Georges Braque me esperaba, inquieto, vistiendo americana de pana color miel. Yo miraba y miraba. La limpieza de la estancia contrastaba con los cientos de pinceles sucios y con las enormes paletas en las que se amontonaban colores sombríos y terrosos. En alguna esquina se erguían plantas de hojas lobuladas. El ritmo de los cuadros rechazaba la perspectiva vulgar y una monocromía sutilísima invadía la superficie del ocre al gris. Ambos elementos ponían de manifiesto una presencia más que real de todas las cosas.

En sucesivas visitas, pude observar que mi pintor preferido poseía una inefable personalidad racional y poética. Era, sí, un artista, en el sentido más puro de la palabra.

Veía con claridad (comulgaba con sus cuadros) que una clara intuición hacía que en la superficie de sus telas los objetos simpatizaran entre sí, hasta perderse en arabescos que se ensamblaban en una unidad perfecta. Cuando Braque tomaba con la espátula un poco de tierra de una maceta cercana, la materia granulosa se transformaba en energía indetenible, sustancia de la realidad, metamorfosis de un sentimiento reflexivo en sentimiento creador y misterioso.
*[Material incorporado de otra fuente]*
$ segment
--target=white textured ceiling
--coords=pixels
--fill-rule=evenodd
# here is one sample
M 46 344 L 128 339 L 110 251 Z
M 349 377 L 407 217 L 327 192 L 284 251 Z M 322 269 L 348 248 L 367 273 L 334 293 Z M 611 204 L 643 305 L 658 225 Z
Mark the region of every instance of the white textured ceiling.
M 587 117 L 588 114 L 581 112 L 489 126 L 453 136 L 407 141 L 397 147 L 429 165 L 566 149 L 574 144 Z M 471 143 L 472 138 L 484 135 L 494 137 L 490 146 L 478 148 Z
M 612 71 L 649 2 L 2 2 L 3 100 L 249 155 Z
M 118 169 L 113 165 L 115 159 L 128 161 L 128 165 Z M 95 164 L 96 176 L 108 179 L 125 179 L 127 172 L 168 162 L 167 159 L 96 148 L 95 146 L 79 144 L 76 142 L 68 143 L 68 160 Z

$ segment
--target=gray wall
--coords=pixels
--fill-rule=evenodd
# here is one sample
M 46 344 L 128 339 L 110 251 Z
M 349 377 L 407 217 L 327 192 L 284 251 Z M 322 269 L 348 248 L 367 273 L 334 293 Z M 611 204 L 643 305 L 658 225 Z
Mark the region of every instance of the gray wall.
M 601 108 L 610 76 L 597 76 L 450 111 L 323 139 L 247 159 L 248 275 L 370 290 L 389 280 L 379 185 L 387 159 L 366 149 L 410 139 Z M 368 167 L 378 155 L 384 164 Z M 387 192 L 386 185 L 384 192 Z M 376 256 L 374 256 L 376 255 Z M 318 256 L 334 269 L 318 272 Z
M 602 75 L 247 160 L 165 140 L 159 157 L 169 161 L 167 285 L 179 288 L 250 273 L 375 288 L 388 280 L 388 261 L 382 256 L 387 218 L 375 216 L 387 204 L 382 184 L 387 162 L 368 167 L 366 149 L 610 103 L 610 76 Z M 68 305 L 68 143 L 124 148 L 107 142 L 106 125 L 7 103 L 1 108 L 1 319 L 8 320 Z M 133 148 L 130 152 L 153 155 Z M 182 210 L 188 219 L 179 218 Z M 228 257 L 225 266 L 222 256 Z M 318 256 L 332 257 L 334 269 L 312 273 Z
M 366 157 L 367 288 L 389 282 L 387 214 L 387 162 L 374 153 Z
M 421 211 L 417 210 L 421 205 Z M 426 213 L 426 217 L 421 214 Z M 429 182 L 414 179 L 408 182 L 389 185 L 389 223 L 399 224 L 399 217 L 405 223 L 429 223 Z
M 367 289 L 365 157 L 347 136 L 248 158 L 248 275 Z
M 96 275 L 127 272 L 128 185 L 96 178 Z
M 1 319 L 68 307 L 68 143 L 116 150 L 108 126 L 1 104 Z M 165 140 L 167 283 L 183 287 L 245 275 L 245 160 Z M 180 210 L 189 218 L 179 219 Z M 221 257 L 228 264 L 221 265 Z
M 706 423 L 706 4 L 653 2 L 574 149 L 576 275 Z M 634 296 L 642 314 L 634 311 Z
Un día, en el mercadillo cercano, vi al pintor comprando unas anémonas multicolores. En sus manos ¡parecían un cuadro! Compraba también peras de piel tersa y coloreadas de verde-ocre, con algunas manchas de intenso carmín. Con aquellos objetos sencillos, Georges Braque continuaría los ciclos de su creación, mirando la naturaleza a través de su espíritu no para copiarla, sino para ascender y conquistar otro nivel intelectual donde la visión humana se adhiere para siempre a otra visión del mundo.